Recently I was studying some finer points of application development on the Android platform, and I was inspired to share some basic information with those who may be unfamiliar with the system.
The first thing you need to know about Android applications is that they aren’t like what most people think of as applications. On most platforms, desktop computer operating systems included, an application has a single entry point. So you “start” the application, and it runs code from a specific place. Usually this is in the form of a main() function.
The best thing about Chrome, Android, and other Google projects, in my opinion, is that Google hasn’t been working on them for decades, adding on to and working off of archaic concepts and practices. They’re also really good about noticing obvious problems with the way that others have been doing things for years, and not making the same mistakes. They’re like the Dyson of software.
But back to the point – Android applications work differently. They consist of multiple components which can all be started independent of the rest of the application. You can define a “default” component, so when a user simply clicks on the application’s icon it will react in an expected way. But it can also be started by other applications (provided the application allows it) or by various events, defined as being of interest to the application. Each time the application is called, it is given the opportunity to do different things depending upon the situation that made it start.

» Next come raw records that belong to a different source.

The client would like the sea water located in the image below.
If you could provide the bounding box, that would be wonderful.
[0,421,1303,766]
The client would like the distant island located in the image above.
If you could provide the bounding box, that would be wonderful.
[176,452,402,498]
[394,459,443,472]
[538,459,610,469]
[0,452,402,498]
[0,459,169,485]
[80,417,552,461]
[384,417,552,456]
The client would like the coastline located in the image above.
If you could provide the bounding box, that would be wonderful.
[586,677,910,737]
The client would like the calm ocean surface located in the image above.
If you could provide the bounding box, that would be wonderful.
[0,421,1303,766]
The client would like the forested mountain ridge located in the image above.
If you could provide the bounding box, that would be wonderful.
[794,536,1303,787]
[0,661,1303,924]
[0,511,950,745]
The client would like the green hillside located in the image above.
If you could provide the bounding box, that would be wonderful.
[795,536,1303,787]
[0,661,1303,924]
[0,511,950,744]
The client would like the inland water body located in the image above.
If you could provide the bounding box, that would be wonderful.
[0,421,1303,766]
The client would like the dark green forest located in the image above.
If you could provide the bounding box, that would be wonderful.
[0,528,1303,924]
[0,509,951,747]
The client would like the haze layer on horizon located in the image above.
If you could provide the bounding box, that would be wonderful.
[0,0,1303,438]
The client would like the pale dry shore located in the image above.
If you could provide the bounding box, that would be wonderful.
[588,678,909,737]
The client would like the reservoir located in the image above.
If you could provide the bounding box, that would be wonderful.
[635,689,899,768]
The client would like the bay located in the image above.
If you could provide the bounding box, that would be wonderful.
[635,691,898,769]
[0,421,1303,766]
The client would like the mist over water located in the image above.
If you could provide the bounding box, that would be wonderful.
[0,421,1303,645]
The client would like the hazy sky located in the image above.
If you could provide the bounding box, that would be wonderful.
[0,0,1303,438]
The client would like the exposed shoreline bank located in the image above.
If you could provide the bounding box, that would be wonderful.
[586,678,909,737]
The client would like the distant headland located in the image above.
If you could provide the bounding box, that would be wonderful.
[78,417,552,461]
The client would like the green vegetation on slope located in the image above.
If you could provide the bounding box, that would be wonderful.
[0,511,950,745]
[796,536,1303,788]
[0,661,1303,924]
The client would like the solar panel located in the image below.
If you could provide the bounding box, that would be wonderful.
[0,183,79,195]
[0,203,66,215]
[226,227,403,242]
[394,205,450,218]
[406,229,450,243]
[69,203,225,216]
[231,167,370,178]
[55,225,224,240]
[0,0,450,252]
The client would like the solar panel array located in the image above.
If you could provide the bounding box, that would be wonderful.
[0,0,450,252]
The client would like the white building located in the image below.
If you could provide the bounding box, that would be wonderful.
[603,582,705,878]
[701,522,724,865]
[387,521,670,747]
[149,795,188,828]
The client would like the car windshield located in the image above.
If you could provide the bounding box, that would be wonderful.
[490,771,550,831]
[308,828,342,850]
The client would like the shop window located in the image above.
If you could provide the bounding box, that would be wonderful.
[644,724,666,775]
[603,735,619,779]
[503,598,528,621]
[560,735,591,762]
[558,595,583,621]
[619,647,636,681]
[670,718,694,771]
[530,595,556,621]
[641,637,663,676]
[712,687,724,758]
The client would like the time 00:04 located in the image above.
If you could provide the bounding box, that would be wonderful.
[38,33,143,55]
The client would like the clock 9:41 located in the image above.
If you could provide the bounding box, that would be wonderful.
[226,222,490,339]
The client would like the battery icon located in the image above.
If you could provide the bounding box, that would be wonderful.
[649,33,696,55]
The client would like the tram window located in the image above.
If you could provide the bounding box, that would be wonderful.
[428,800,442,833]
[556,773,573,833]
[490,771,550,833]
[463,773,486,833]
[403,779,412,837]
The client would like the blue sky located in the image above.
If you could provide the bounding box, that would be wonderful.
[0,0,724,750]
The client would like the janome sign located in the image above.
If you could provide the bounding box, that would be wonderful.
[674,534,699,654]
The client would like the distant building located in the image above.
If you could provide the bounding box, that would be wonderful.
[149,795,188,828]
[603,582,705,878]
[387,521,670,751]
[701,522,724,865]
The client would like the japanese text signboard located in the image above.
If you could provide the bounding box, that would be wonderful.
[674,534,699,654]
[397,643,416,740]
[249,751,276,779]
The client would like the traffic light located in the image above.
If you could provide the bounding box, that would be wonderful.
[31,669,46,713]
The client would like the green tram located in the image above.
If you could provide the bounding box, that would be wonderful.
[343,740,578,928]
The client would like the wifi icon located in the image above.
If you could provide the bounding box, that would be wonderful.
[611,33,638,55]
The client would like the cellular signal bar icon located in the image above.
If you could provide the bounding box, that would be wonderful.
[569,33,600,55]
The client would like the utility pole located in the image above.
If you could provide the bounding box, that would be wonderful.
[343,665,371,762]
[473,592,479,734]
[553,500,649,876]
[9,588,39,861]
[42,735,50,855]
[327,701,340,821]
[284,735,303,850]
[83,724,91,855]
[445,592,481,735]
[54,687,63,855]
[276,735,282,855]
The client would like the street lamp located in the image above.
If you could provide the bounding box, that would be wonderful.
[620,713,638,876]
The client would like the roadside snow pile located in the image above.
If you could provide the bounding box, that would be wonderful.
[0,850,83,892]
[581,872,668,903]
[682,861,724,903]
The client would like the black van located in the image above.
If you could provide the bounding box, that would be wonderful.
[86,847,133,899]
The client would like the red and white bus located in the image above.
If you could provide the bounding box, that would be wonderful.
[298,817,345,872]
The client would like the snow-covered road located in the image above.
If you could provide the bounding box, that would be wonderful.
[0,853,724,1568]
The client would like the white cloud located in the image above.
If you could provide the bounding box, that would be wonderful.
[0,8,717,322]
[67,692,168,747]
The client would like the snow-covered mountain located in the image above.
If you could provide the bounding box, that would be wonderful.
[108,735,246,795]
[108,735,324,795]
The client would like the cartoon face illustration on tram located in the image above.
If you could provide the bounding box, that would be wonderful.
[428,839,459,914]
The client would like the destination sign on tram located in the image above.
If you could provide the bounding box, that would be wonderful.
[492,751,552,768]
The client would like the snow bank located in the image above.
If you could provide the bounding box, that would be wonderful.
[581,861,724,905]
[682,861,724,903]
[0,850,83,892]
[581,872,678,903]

As a practical example, let’s say you’re developing a text messaging application. When the user clicks your application’s icon, you probably want to present them with a screen that allows them to review recent conversations, or choose from a list of contacts. So that’s the default screen. Then when the user’s ready to compose a message, you have another screen in the same application handle that. This is important because it means that if you choose to allow integration with other applications, you can allow this message composition window to be loaded directly – for example from a contact directory application. Now when the user receives a message, you’ll want to alert them, but you most likely don’t want to have the full window come up for this. Instead, you can identify an incoming text message as being of interest to your application, and define that you want a simple notification to be called whenever the event in question occurs. So now you can play a sound and/or vibrate the handset, and display an icon with a message in the notification area at the top of the screen.
All this is possible because of subtype polymorphism. To put it simply, each component is defined as a component (activity, service, etc) and then is also given its specifics. Because each Activity is defined as being of the Activity class for example, the Android platform knows how to interact with it. Within its own operations, a component is given the freedom to do whatever it needs to do. However, each application is also run within its own virtual machine, so application A can’t mess with application B except in the ways B allows it to.
Like some other mobile platforms, Android transparently manages when programs actually get terminated, based on resource usage. This means when a user “closes” a program, it goes to the background, but may (or may not) continue to run for some time. Developers are also encouraged to keep track of the state of their applications if the user is expected to switch to other applications and back again to resume a task. Applications designed this way seem to remain running in the background indefinitely, even if they have actually been killed by the platform. Android is not the first platform to implement this, but it’s still worth mentioning.
After gaining experience developing on several major mobile platforms, and getting a sense for how they do things behind the scenes, I definitely intend to get an Android device for my personal cell phone. Right now I’m waiting to see what devices get released in the near future, and hoping that AT&T gets an HTC Android device that can compete with Sprint’s Evo.